Cryptocurrencies are a tasty treat for criminals. They are just waiting for you to make a mistake or stumble. When using digital assets as a way to invest your savings, it is worth following some downright fundamental rules that will increase your security in this industry. Today, we’ll discuss this topic-dangers in the world of digital assets. We’ll tell you what steps to take to keep your funds safe and your sleep more peaceful.
Security in the cryptocurrency market
You have noticed that investing in digital assets is different from traditional saving, such as saving money on deposit. It is also more dangerous and demanding. Now let’s have a look at the differences that exist between the two ways:
1. When investing your savings in cryptocurrencies, you must first acquire them. This involves setting up an account on a suitable cryptocurrency market. In comparison – when investing in securities, you can turn to a trusted brokerage firm. Of course, the exchanges are secure, but there is no shortage of targeted attacks and consequent theft of asset holders’ funds.
2. The value of cryptocurrencies is highly volatile and depends on many factors. Thus, you can lose all your invested capital at any time or become a millionaire in a short period of time.
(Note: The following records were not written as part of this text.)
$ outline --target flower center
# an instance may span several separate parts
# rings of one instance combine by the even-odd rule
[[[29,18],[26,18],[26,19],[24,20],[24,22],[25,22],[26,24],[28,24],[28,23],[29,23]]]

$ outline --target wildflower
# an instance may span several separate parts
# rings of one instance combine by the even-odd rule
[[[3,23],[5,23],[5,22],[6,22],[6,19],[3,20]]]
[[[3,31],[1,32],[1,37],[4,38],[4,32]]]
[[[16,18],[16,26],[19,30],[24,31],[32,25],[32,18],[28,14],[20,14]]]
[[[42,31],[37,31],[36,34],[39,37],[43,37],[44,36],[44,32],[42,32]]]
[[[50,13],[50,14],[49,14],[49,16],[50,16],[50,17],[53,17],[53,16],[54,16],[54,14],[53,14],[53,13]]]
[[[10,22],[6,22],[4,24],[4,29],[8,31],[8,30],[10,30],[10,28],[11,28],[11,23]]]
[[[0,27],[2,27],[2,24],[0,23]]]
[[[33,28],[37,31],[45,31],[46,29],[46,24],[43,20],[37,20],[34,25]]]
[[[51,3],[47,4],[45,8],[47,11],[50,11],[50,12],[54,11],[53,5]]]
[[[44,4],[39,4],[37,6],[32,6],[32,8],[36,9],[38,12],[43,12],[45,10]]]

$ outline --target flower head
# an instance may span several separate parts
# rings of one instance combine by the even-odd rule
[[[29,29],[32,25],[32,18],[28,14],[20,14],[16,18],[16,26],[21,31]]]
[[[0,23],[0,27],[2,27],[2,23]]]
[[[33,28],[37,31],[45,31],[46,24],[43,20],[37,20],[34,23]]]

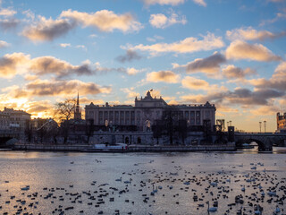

3. The cryptocurrency industry is full of fraudsters who are just waiting to scam your funds. Attempts to get into your assets can include: hacking into your computer and trying to get passwords, or sending infected files/links aimed at wiping out your wallet. However, that’s not all. Cryptocurrency scammers can call you and install malware on your phone while using it, manipulating the conversation with you. In this context, it is also worth mentioning the all-too-familiar phishing.
4. Projects and cryptocurrencies that turn out to be scams. We are talking here about concepts that offer you the highest possible earnings in a short period of time, at a low investment cost. In fact, the purpose of such activities is nothing more than to defraud you of your funds.
5. Lack of adequate security for your cryptocurrency wallet. Cybercriminals are keen to gain access to your password. They will use spyware or malware tools to do so. This is why it is so often said and warned not to share your seed with third parties under any circumstances, and to keep it in a safe place.
These are just some of the dangers that await you. However – don’t be discouraged. Following a few basic rules will allow you to invest safely in cryptocurrency.
Rules for investing
As we have already mentioned, both types of threats – email and telephone – can be efficiently minimized. All you need to do is follow the points below:
1. As far as you are financially able, try to have a separate piece of equipment that you use exclusively for investing and logging into your stock market accounts or wallet. You will then avoid accessing suspicious sites, opening equally suspicious links and maximizing your security.
2. Use SMS verification to log in to your accounts.
3. In addition to SMS verification, make sure you also have a two-factor login (2FA). This is said to be almost a necessity in the world of cryptocurrencies. You can use a simple tool like Google Authenticator for this.
4. Ensure that your passwords are secure. Ideally, they should be different to what you normally use. For this, mix them up with numbers, capital letters and special characters.
5. Definitely invest in good antivirus software on your phone and computer. On an annual basis, it’s a small cost that will only benefit you. Remember, it is better to spend a few zlotys on security than to lose tens of thousands later.
6. When creating your accounts on exchanges or investing in projects, read the regulations carefully. Not everyone will provide you with a refund after hacking attacks.
7. You know from previous lessons that we have several types of cryptocurrency wallets. You also remember that a hardware wallet has its own key. Do not, under any circumstances, share it with third parties. Treat it as your holy grail. Only you know it and have access to it.
8. What else concerns hardware wallets – only buy them from recommended and trusted providers that offer the greatest possible security. Read reviews or watch a few YouTube videos describing them before making a purchase.
9. When making any transaction, always check the address carefully. Remember that it is irreversible, so in the event of any mistake – you lose the funds sent.
10. Pay particular attention to emails. If an e-mail seems suspicious to you – do not open it. Move it to the recycle bin straight away. Why tempt fate.
11. The stock market is not your main place to store assets. That’s what portfolios are for. You know how to keep them safe from the previous sections.
12. Regularly update the software on your hardware that you use for trading. We also recommend that you encrypt your disk and make backups.
13. In all your operations, in any way related to cryptocurrencies, apply the principle of limited trust. If you are not sure about something – ask. There are many portals, online groups who will be happy to help and clear your doubts.
14. Always invest only as much as you can lose in digital assets. Don’t take out loans or invest all your savings. As we said before – the crypto industry is very volatile.
15. Regulation. As you know, the digital industry and everything related to it is not completely regulated. Constantly changing rules and regulations, can be problematic for some. Therefore, it is worthwhile to follow the news and keep up to date with this topic.
Summary
There is absolutely nothing wrong with investing in cryptocurrencies. Fact is, they carry a little more risk than the traditional financial system, but if approached sensibly and with your head – everything can be minimized. Cryptocurrencies have been governed by their own rules since their inception. Follow our advice, and it will certainly make investing easier and more fun at the same time.